ベトナム戦争では、大量の米軍の余剰装備品が南ベトナム政府軍に供与されました。南ベトナム軍の装備の多くはUSのスタンプが入った米軍用のものでした。戦争後半になるとアメリカの撤退ムードが強くなり供与の量も激減したため、それを補うため南ベトナム政府が現地で似たような装備品を生産、支給するようになりました。また米軍用のものでは小柄なベトナム人には大きすぎるためアーマーベスト、ベルト、サスペンダーなどは小さなサイズのものが製造されました。

米軍のものと比べると材質、縫製などが粗雑で安っぽいものが多いですが当時の状況を伝える面白いアイテムです。1990年代まではベトナムの倉庫からまとまった数が見つかりましたが、今はベトナム国内に残っておらずコレクターズアイテムになっています。

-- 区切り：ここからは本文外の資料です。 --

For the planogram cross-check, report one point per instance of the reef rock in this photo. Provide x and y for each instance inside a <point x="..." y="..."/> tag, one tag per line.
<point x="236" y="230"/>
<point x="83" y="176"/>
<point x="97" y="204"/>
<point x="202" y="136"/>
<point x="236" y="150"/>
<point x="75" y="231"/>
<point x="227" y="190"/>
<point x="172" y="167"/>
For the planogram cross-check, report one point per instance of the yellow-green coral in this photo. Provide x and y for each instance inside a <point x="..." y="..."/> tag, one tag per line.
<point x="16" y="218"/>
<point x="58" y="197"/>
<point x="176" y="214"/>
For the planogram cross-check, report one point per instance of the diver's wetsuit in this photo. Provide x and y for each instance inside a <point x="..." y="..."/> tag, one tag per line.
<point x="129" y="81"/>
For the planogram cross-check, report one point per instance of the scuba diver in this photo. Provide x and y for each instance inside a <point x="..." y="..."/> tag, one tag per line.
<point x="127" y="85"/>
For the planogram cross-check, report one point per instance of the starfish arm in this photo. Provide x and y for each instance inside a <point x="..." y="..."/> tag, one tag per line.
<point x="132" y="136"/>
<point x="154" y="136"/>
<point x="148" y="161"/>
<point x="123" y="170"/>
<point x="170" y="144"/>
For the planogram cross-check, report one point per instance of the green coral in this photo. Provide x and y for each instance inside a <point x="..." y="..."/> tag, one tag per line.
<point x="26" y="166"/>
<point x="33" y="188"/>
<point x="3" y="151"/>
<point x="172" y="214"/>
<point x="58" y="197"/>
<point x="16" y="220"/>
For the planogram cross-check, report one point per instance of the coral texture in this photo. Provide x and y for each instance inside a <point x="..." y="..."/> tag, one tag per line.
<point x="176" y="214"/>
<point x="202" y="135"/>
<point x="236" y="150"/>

キャンティーンカバーです。薄手の布で、前部の補強用ステッチも糸が細く弱々しい印象です。 

金具もベトナム製で、裏のフェルトも質の悪いものです。ベルトに吊るすためのワイヤーフックはアメリカ製のものは真鍮素材ですがベトナム製はスチールにペイントしただけのため錆が出やすくなっています。

米軍のHサスペンダーに似ていますが南ベトナム製です。例によって金具が鉄製中心なのと、肩のパッドが薄く弾力がありません。一番の違いは大きさで最大の状態でも身長160㎝代の兵士にしか対応できないくらいの大きさです。

ピストルベルトも南ベトナム製があります。最大で97cmとこちらは米軍用と比べてサイズ差が少ないですね。生地がODというよりグリーンの濃いような色で米軍のものよりわずかに薄手でソフトです。バックル金具は肉厚で手作りっぽさがありますが、ちゃんと留まります。

セットで見つかったものです。

ピストルマガジンポーチです。背景がグレーのものは本家の米軍のものですがだいぶ形が違います。

  

紛らわしいのですが、南ベトナムのものなのですがUSスタンプの入っているものがあります。レプリカではありません。当時他の供与装備に合わせてUSスタンプを入れたのか、あるいは米軍への使用を考えたのかは分かりません。

ファーストエイドポーチもUSマークの入っている米軍のものと若干違います。

ヘルメットカバーです。なぜか迷彩生地でなくOD色のものが多く、カットが粗く直線的でヘルメットに装着すると若干しわが寄ります。

珍しいものでは軍用ラッパがあります。フランス軍の流れを汲んでいた名残りです。

これは地図を指すのに使う指示棒です。